Laura blinked at him. “I’m sorry, what?”

“It was the hull of our father’s ship,” Andrew repeated, looking at her as though she was simple. “He was the last one in our family to work on the water. It was old even then. It had been handed down through generations and still worked better than most of the newer ships. But in the end, the costs rose too high to keep patching it up and maintaining it, and he couldn’t bring in as big a catch as the modern boats. He retired and donated it to the museum, and I guess they couldn’t figure out what to do with it, so they stuck it on the outside of the building.”

“Did he choose the museum because Alana was working there?” Laura wondered.

“No, this was when we were children,” Andrew said. “I think it’s the other way around. She had an interest in working there because she wanted to remember him. He passed away about fifteen years ago.”

Laura nodded, but inside she was screaming. There was no connection, then, between Theo Kelleigh and the figurehead at the museum. No reason for the killer to target someone there if it was all about targeting him.
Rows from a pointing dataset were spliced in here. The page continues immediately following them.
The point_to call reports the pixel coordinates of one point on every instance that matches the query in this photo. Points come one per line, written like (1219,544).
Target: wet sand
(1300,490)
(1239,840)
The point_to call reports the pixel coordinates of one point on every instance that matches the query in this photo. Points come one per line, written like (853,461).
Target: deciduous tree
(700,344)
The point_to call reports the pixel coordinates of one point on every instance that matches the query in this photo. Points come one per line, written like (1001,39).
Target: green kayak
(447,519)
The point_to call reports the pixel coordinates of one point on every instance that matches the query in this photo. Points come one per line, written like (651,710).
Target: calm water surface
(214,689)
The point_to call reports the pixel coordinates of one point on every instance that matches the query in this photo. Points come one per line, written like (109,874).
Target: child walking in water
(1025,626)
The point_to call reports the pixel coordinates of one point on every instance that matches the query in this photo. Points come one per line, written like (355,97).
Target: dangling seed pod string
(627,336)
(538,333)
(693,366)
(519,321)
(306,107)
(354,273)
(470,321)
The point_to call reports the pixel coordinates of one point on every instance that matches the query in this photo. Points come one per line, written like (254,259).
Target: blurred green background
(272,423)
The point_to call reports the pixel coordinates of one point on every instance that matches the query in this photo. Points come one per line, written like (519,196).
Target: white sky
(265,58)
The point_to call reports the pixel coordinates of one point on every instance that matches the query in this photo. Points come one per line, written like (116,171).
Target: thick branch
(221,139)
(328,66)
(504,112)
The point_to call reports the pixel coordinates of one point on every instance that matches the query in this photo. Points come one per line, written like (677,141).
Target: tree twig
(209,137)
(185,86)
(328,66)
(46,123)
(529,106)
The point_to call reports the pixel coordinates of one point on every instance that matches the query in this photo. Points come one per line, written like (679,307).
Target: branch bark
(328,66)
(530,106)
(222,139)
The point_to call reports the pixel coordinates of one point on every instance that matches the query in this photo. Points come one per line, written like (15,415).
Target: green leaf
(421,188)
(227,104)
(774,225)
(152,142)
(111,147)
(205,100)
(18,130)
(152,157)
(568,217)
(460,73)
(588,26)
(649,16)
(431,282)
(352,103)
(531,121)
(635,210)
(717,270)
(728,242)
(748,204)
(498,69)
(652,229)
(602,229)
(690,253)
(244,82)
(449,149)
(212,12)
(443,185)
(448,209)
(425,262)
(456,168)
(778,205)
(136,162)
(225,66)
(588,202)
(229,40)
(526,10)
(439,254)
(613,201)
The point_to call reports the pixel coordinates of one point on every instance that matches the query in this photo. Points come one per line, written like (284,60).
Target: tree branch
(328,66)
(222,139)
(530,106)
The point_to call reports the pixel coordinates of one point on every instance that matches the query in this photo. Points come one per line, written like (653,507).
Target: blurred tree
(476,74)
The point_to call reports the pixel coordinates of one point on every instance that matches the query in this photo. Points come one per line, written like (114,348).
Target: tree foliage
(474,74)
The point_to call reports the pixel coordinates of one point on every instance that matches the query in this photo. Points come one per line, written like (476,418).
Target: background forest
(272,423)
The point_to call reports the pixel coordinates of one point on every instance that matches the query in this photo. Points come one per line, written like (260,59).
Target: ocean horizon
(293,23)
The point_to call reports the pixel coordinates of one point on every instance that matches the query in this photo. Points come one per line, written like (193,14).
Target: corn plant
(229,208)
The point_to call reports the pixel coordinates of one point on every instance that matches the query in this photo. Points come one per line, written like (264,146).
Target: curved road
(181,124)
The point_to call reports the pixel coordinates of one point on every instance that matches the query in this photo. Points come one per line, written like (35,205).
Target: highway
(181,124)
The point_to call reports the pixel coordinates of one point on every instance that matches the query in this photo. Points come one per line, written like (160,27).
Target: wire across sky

If he didn’t even know this victim, either, then his whole connection to the case was gone.

There was always the possibility that they were being deliberately thrown off the scent, but…

No, it felt like a genuine attack with all the hallmarks of the others. But without a connection, without a lead, they were almost back to exactly where they had been when they landed in Maine.

The door to the waiting room opened and Laura and Nate both instinctively stepped off to the side, allowing whoever it was to come in. It turned out to be the same doctor who had told Laura to get out of the room while he was treating Alana.

“Good,” he said, seeing them there. “I won’t have to say it twice. We’ve just finished the first stage of treating Miss Garland. I’m afraid I can’t say for sure yet what the outcome will be, but there is a flash of hope. She is alive. Now that we have her core body temperature up to a normal level, it’s down to how quickly her organs and her extremities recover.”